Wednesday, August 29, 2012

Chemo Day 2

Today started out with radiation therapy at 7am. Geoff and I got everyone up and moving bright and early. Initially we were going to drop the kids off so he could go to radiation with me, but in the end we decided it would be best for everyone if he dropped me off at the hospital and then took the kids to daycare.

So off I went to begin my usual routine. Today was my 6th radiation treatment which means that they do new films to recheck all their calibrations. It only took a few minutes longer so then I was off to my weekly appointment with my radiation oncologist.

The appointment was pretty uneventful. We talked about my nausea med choices and she decided to give me a different prescription since I've been hesitant to take the meds that I currently have. That was about it.

Then I went to have my port accessed and get lab draws. This went well too, other than the fact that my skin around my port is red, scaly and very irritated. Everyone is hesitant to touch it because it looks so "angry," but it wasn't too bad.

Geoff met up with me outside the cancer clinic lab and we headed to the chemo treatment area. I checked in and then went to the bathroom. When I came back Geoff had a strange look on my face and muttered something about "you aren't going to be very happy." I figured it couldn't be too bad...I'll admit I was surprised to find that there was a mix-up and no one ever scheduled my chemo for today. I headed back up to the desk to figure out what I was supposed to do. I mentioned that I had just met with my radiation oncologist 15 minutes ago and when I mentioned the name I was told not to worry about it, they would take care of it.

A few minutes later the receptionist/HUC came over to tell me that was getting it all worked out and that she was scheduling all the rest of my chemo appointments so this wouldn't happen again. It seemed like no big deal, but we had no idea that we would literally watch every single person in the crowded waiting room get called back in addition to a couple more not present once the waiting room emptied out over the course of the next 3+ hours.

I slept poorly last night and my neck was killing me. I kept telling myself how ridiculous I was being. I had consciously chosen to skip Ibuprofen this morning because I figured I'd be getting my chemo treatment soon after leaving home and knew the combinations of anti nausea meds would knock me out. I had not planned on sitting in a waiting room chair for hours and it didn't take long for me to get pretty cranky and uncomfortable. Geoff wasn't anymore thrilled with our circumstances so our conversations quickly spiraled downhill to harmless, self-entertaining inappropriateness. We sat in our corner and giggled and passed the time away until it really was our turn with a couple of accidental (well, the initial one anyway) visits from our superhero NP.

It's cheesy, but at least I look happy
My chemo nurse this week was once again amazing. She got me started on my pre-chemo fluids and make sure we were comfortable and then left us to play games and watch TV. After a little while I asked for a heat pack for my neck and that was all it took...next thing I knew we were both asleep. I woke up a few times to make bathroom trips but otherwise Geoff and I slept through the whole deal (again).

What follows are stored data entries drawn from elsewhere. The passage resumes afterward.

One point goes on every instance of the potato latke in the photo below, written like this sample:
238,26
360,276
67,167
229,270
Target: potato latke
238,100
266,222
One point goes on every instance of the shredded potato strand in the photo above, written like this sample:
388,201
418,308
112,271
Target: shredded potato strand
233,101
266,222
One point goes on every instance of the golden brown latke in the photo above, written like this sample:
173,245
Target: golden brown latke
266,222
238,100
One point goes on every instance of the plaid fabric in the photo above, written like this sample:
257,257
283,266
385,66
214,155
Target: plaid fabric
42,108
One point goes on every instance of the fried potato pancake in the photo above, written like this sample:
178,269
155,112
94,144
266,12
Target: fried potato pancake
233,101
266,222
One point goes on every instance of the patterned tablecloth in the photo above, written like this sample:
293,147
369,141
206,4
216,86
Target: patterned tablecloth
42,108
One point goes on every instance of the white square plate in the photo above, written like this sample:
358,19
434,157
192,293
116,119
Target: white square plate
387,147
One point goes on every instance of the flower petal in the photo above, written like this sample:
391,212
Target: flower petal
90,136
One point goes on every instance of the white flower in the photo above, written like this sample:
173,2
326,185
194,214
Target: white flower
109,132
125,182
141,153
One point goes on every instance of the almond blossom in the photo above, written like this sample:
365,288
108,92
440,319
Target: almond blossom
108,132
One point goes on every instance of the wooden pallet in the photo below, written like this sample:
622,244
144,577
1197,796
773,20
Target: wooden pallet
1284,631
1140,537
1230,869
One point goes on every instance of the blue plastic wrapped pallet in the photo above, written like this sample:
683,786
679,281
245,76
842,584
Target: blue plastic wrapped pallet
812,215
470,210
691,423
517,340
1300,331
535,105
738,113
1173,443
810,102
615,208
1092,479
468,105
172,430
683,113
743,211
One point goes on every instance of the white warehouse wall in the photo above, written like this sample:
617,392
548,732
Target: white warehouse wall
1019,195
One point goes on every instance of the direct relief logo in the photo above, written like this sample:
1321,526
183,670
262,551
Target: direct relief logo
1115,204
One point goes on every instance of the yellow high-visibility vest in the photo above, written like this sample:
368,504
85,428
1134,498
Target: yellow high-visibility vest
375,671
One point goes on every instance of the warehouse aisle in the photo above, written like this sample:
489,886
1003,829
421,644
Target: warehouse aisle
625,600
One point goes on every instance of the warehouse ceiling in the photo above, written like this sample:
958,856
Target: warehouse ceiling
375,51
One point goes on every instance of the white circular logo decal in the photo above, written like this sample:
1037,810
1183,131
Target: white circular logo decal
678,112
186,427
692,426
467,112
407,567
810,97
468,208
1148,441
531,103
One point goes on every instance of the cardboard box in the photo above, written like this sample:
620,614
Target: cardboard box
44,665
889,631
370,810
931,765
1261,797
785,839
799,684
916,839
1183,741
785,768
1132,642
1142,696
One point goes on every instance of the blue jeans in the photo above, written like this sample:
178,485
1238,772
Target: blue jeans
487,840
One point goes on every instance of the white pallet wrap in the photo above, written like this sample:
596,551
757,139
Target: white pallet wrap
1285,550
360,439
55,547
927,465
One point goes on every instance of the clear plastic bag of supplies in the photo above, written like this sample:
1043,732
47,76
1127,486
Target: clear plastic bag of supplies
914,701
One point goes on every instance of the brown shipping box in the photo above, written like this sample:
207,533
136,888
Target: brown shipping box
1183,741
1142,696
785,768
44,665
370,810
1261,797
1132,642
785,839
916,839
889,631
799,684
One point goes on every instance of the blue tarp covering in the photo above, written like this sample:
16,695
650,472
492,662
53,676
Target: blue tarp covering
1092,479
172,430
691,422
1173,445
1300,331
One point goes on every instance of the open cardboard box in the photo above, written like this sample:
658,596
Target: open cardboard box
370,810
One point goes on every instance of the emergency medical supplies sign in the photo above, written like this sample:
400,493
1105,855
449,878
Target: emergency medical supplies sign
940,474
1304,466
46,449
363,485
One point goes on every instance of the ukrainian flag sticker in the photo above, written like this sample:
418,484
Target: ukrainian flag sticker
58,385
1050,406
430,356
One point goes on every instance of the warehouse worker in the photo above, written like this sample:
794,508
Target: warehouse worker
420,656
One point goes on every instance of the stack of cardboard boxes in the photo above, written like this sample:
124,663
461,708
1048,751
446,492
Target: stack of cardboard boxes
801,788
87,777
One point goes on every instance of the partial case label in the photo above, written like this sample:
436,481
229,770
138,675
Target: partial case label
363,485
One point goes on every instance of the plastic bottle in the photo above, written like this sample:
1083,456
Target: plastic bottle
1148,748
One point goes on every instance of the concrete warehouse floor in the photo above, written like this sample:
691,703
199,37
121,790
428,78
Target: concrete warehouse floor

By the time I was about halfway home I actually felt better than when I had gone in this morning. I'm guessing I had needed some fluids. I had planned to go home and sleep but after we got home I was feeling well enough that I went with Geoff to pick up the kids. Then we had a lovely dinner with/by a friend. It was a great evening and I felt silly having a friend bring us dinner because I was feeling so well.

Tonight really was a gift. I am very appreciative of the time I got to spend with my family, friend and even neighbors, tonight. I was told multiple times today that I look great and I felt like it too. I'm pretty sure I am kicking cancer's butt. I know the bad days will be back soon enough, but I'm glad I got today. I really feel like I can say I'm 1/3 of the way done and next week I'll be halfway there (not including internal radiation).

The real icing on the cake was this was the third night in a row that our determined little man decided he would go potty before bed. This is really thanks to a very wise aunt of mine who suggested "a treasure box" of bribes...I won't deny that I was skeptical at first...E doesn't do anything unless it is his idea and his time. I decided match box cars are cheap and fun so I started buying them and putting them in a box. I told E about the box and showed him the box. Soon he started talking about the box and which cars he was going to pick first. I still didn't think it would work but I am pleasantly pleased. He gets up in the morning and starts chattering away about all of it too and tonight when he came home from daycare he wanted to sit on the potty before anything else. I'm going to hope that we are about 1/3 of the way there with potty training too and if we just keep up the consistency we'll soon find ourselves done with diapers (well, half of them anyway) and cancer.

1 comment:

  1. so so glad that you had a good day (besides the crazy wait!) Heres to many, many more of them!